Ya hemos comentado que la modalidad compartida, en principio y siempre conforme a las circunstancias concretas, a primera vista resulta la opción más conveniente, tanto como para los hijos como para los progenitores.

No obstante, hay casos en los que el padre puede solicitar la custodia paterna y esta atribuirse a él, dejando al margen los estereotipos de la madre como más apta para ejercer la guarda, sino más bien atendiendo a otros criterios, cuando ello resultare más conveniente para el interés del menor.

Así bien, el juez podrá otorgar la custodia paternal, siempre velando por el interés del menor, y atendiendo a los siguientes criterios:

  • Audiencia del menor: se oirá siempre a los hijos cuando fueran mayores de 12 años o menores pero tuvieran suficiente juicio para ello.

Aunque esta voluntad no es decisiva, dada la posible manipulación sobre el hijo por el progenitor alienante, será muy relevante para la decisión cuando el hijo manifieste su deseo de mantenerse junto al padre.

  • Mantener unidos a los hermanos: en la medida de lo posible, se tratará de que los hijos permanezcan unidos bajo la misma modalidad de custodia. Por lo que esto puede influir, cuando alguno de los hermanos ya permaneciera a cargo del padre.
  • Relación de los progenitores entre si y con su hijo: la mala relación entre los progenitores impide la  el ejercicio compartido que requiere una total colaboración entre los progenitores.

Pero mas aún para adquirir la custodia exclusiva, el padre deberá evitar cualquier trato desconsiderado o conflicto con la mujer, ya que toda denuncia que pueda acabar en condena para éste, impedirá la posibilidad de la forma monoparental paterna.

Igualmente será favorable cuando el padre tenga una relación especialmente estrecha con el hijo.
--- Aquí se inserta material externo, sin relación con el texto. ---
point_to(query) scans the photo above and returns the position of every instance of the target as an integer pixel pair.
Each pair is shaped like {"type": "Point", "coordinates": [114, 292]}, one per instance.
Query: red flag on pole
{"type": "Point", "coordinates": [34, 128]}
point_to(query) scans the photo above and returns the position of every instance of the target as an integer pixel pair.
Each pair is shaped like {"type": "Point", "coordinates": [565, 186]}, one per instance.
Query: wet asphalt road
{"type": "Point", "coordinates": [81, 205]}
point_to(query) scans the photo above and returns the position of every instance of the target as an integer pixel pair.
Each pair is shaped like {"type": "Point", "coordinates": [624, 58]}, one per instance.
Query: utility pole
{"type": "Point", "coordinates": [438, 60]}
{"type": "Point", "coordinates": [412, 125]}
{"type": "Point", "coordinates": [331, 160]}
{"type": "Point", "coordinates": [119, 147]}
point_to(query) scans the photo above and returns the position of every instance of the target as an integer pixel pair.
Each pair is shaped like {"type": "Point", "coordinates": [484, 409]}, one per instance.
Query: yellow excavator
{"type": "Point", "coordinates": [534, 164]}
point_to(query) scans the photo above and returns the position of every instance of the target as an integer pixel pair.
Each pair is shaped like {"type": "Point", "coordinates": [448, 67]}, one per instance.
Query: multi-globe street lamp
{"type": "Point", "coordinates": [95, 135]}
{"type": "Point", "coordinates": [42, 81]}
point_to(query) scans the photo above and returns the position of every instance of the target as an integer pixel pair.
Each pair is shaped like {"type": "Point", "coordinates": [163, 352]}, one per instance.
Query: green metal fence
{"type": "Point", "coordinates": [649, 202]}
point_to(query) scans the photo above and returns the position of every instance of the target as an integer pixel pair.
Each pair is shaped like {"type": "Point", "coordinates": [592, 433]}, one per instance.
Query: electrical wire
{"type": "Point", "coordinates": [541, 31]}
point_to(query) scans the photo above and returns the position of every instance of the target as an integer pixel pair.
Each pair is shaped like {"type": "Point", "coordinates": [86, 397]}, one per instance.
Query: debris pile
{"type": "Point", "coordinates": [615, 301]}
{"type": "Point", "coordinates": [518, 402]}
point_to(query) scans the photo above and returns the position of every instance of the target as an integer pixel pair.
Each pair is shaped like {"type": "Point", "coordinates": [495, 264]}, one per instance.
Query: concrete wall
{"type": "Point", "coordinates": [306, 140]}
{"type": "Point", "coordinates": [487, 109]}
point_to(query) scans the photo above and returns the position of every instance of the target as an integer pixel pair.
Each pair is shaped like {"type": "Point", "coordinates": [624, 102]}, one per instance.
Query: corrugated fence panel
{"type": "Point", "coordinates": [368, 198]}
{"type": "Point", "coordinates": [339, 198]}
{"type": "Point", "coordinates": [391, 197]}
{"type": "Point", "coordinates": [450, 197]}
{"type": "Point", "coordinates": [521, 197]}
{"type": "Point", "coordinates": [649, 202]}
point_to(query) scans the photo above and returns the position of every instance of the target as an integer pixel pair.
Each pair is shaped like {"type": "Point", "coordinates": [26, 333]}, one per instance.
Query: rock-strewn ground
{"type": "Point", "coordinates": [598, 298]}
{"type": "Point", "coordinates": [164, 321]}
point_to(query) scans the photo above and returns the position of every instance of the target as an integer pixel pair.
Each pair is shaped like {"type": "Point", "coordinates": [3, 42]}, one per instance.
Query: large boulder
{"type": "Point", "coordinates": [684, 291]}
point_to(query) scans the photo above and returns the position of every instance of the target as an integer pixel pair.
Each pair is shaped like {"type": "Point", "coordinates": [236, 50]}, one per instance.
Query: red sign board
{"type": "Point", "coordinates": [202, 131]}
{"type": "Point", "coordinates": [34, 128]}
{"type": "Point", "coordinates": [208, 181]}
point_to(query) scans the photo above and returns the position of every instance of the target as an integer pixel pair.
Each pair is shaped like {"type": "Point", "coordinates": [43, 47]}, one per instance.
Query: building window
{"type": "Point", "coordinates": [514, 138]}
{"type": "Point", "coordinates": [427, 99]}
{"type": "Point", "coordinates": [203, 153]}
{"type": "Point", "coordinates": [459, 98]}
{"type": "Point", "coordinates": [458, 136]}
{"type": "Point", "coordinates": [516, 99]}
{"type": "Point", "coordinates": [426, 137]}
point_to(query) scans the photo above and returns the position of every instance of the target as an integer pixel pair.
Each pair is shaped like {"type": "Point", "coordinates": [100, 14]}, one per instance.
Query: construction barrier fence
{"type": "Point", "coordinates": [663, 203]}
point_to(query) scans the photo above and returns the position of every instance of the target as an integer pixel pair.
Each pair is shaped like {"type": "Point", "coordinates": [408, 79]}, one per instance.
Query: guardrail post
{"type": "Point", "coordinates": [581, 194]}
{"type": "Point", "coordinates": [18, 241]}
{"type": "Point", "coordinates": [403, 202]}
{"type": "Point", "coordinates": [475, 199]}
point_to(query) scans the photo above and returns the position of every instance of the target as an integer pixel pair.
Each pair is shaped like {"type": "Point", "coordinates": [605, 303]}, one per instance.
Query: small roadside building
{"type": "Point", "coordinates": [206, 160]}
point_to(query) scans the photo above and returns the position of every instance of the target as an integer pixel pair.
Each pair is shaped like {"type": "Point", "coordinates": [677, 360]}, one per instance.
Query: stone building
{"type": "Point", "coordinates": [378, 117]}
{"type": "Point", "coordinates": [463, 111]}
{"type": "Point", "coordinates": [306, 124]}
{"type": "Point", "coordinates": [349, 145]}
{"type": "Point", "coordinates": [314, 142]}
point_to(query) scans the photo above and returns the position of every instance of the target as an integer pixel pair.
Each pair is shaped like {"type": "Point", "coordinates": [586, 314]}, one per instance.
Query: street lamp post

  • Estabilidad del menor: lo que se pretende es procurar que el hijo mantenga la situación que tenía antes del divorcio, de forma que las consecuencias para su vida sean las menores posibles. Por ello, se tendrá en cuenta para entregarle la custodia al padre, cuando su dedicación e implicación anterior en la vida cotidiana del menor hubiera sido muy superior a la de la mujer.
  • Salud y capacidad económica de progenitores: los casos en los que la mujer padezca de una enfermedad que la inhabilite para ejercer en las mejores condiciones la guarda y custodia del hijo, o cuando se encuentre en una situación económica que la incapacite para cuidar de los hijos, será recomendable atribuirla al hombre que sí esté capacitado para ello.
  • Lugar de residencia de cada progenitor: cuando el padre tenga mayor proximidad a los vínculos sociales del menor (colegio, actividades, familia, amigos…) se tendrá en cuenta para poder atribuirle la custodia.